[<prev] [next>] [<thread-prev] [thread-next>] [day] [month] [year] [list]
Message-ID: <55543BFA.9030606@ozlabs.ru>
Date: Thu, 14 May 2015 16:08:58 +1000
From: Alexey Kardashevskiy <aik@...abs.ru>
To: Alex Williamson <alex.williamson@...hat.com>
CC: linuxppc-dev@...ts.ozlabs.org,
David Gibson <david@...son.dropbear.id.au>,
Benjamin Herrenschmidt <benh@...nel.crashing.org>,
Paul Mackerras <paulus@...ba.org>,
Gavin Shan <gwshan@...ux.vnet.ibm.com>,
Wei Yang <weiyang@...ux.vnet.ibm.com>,
linux-kernel@...r.kernel.org
Subject: Re: [PATCH kernel v10 33/34] vfio: powerpc/spapr: Register memory
and define IOMMU v2
On 05/14/2015 07:30 AM, Alex Williamson wrote:
> On Tue, 2015-05-12 at 01:39 +1000, Alexey Kardashevskiy wrote:
>> The existing implementation accounts the whole DMA window in
>> the locked_vm counter. This is going to be worse with multiple
>> containers and huge DMA windows. Also, real-time accounting would requite
>> additional tracking of accounted pages due to the page size difference -
>> IOMMU uses 4K pages and system uses 4K or 64K pages.
>>
>> Another issue is that actual pages pinning/unpinning happens on every
>> DMA map/unmap request. This does not affect the performance much now as
>> we spend way too much time now on switching context between
>> guest/userspace/host but this will start to matter when we add in-kernel
>> DMA map/unmap acceleration.
>>
>> This introduces a new IOMMU type for SPAPR - VFIO_SPAPR_TCE_v2_IOMMU.
>> New IOMMU deprecates VFIO_IOMMU_ENABLE/VFIO_IOMMU_DISABLE and introduces
>> 2 new ioctls to register/unregister DMA memory -
>> VFIO_IOMMU_SPAPR_REGISTER_MEMORY and VFIO_IOMMU_SPAPR_UNREGISTER_MEMORY -
>> which receive user space address and size of a memory region which
>> needs to be pinned/unpinned and counted in locked_vm.

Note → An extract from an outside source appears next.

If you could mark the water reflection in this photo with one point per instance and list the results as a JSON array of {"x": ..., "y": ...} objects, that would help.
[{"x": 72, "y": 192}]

>> New IOMMU splits physical pages pinning and TCE table update
>> into 2 different operations. It requires:
>> 1) guest pages to be registered first
>> 2) consequent map/unmap requests to work only with pre-registered memory.
>> For the default single window case this means that the entire guest
>> (instead of 2GB) needs to be pinned before using VFIO.
>> When a huge DMA window is added, no additional pinning will be
>> required, otherwise it would be guest RAM + 2GB.
>>
>> The new memory registration ioctls are not supported by
>> VFIO_SPAPR_TCE_IOMMU. Dynamic DMA window and in-kernel acceleration
>> will require memory to be preregistered in order to work.
>>
>> The accounting is done per the user process.
>>
>> This advertises v2 SPAPR TCE IOMMU and restricts what the userspace
>> can do with v1 or v2 IOMMUs.
>>
>> In order to support memory pre-registration, we need a way to track
>> the use of every registered memory region and only allow unregistration
>> if a region is not in use anymore. So we need a way to tell from what
>> region the just cleared TCE was from.
>>
>> This adds a userspace view of the TCE table into iommu_table struct.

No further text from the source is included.